Sadler’s brow furrowed. “But—”
“But why?” Kat blurted, cutting him off.
“For the same reason I call you Cat,” Lolz answered vaguely. “You see, my tattoo denotes me as the ninth telepath ever enrolled into the Pelletier’s Society.”
“Pelletier’s Syndrome is a fatal disease,” Kat stated.
Lolz snorted derisively. “That’s a cover story,” she explained. “For the last seventy years, the Society has been testing newborns for psionic potential. Burcet Pelletier derived the test and they’ve searched the entire megacorp for infants who test positive ever since. The cover story of the disease is a convenient excuse to take the ones they find.” She raised a hand up casually and stated mock-condolences with a flood of manufactured sympathy. “So sorry, your child has a fatal disease that demands we take him to a classified containment center. Better luck next time, Mrs. Clueless.”
The agent nearest Kat turned to Lolz and angrily barked, “Are you deranged? Why are you telling her all this? We need to kill her! Fry her brain!”
Lolz spun toward the man and answered savagely, “There are two of them, you idiot. Tell you what. Decide who you want to be shot by because as soon as I overload one, you can bet we’ll be shredded by the other.” She malevolently regarded the agent until her unbalanced smile reappeared. “Did you know that ‘deranged’ originally meant ‘to cause mayhem’ in Old French? I think I like that.”
“The Society won’t like you spilling its secrets,” the agent persisted.
Lolz waved a hand casually in the air. “Oh, give me a break. Cat already knew all this and besides, one side of this room is going to be very dead by the end of the night anyway.” She turned back to Kat with her unhinged grin. “Now, where were we?” Her eyes widened. “Oh, my tattoo! Well, it took me a while to get mine. Our powers don’t manifest until we hit puberty and, like you, I was a late bloomer.
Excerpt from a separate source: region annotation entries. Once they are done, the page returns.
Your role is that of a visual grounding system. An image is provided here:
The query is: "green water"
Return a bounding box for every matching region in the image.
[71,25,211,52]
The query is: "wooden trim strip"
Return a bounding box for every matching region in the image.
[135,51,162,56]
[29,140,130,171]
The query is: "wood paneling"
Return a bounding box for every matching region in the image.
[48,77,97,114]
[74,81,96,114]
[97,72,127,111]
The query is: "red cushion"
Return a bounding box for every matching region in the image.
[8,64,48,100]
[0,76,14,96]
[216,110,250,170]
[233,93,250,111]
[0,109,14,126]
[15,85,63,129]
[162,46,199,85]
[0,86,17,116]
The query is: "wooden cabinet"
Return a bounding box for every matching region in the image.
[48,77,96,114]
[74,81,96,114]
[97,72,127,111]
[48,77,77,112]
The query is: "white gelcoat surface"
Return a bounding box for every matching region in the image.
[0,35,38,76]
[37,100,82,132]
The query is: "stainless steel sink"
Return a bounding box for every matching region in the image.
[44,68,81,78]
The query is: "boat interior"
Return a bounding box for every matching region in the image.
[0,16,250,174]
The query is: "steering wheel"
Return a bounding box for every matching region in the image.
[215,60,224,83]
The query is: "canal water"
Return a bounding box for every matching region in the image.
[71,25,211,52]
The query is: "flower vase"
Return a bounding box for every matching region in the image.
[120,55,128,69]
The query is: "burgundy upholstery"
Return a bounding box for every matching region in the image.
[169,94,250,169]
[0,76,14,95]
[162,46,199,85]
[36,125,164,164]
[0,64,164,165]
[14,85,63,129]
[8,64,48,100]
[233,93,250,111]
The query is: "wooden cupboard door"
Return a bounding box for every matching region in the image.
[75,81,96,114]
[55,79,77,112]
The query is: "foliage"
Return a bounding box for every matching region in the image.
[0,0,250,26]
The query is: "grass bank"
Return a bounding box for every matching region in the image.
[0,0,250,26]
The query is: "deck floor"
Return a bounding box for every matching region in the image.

And our powers don’t reach their full potential until we finish puberty but sometimes, with the late bloomers, we manifest a second psionic power related to our first.”
She tapped at her covered wai
st and spelled, “T-L, O-L. Telepath, Overload. Besides being able to create a mental link with another person, I developed the ability to send so much stimulus to my target that I can effectively shut him down.” She sighed. “I suppose that’s why they made me a leader of one of the d-teams sent to find you. We knew you’d lost your powers but you’ve always been a good athlete.” She brought a hand up to her mouth and whispered as if sharing a secret. “But it’s hard to run away when you’re curled up in a fetal position.” Her red lips turned down into a pout. “But it only works on one at a time.”
“So,” Sadler asked, “Kat has a tattoo like yours?”
Lolz tittered maniacally while nodding. “Had a tattoo, but not like mine. And before she escaped, she took a medical dremel tool and ground the subdermal wafer out of her body.” She cocked her head to the side and stated with wide eyes to Sadler, “And people call me a little unstable. Your girlfriend, don’t deny it, I can tell how infatuated you are even without a link, she had the tattoo P-C-A-T dash Two.”
“What did it stand for?” Sadler questioned. He removed a hand from his pistol and shook it out quickly before placing it back to the weapon.
“Cat had the distinction of being only the second ever pre-cognitive.” Lolz looked at Kat wistfully. “Other than the first one, the closest we ever had before Cat was Peecho.” She looked at Kat with disappointment. “His team didn’t return last night. I assume you had something to do with that.”
“What’s pre-cognitive mean?”
Lolz sighed at Sadler. “It means that Cat could see the future. When she manifested, the Society knew that Cat was their golden goose. Imagine knowing revenue reports ahead of release. Imagine knowing military plans or new technologies being developed ahead of time.” She appraised Kat with narrowing eyes. “And they treated you with kid gloves because of it. You were pampered while the rest of us suffered all through puberty.”
“Why?” Kat asked. “Because of my ability?”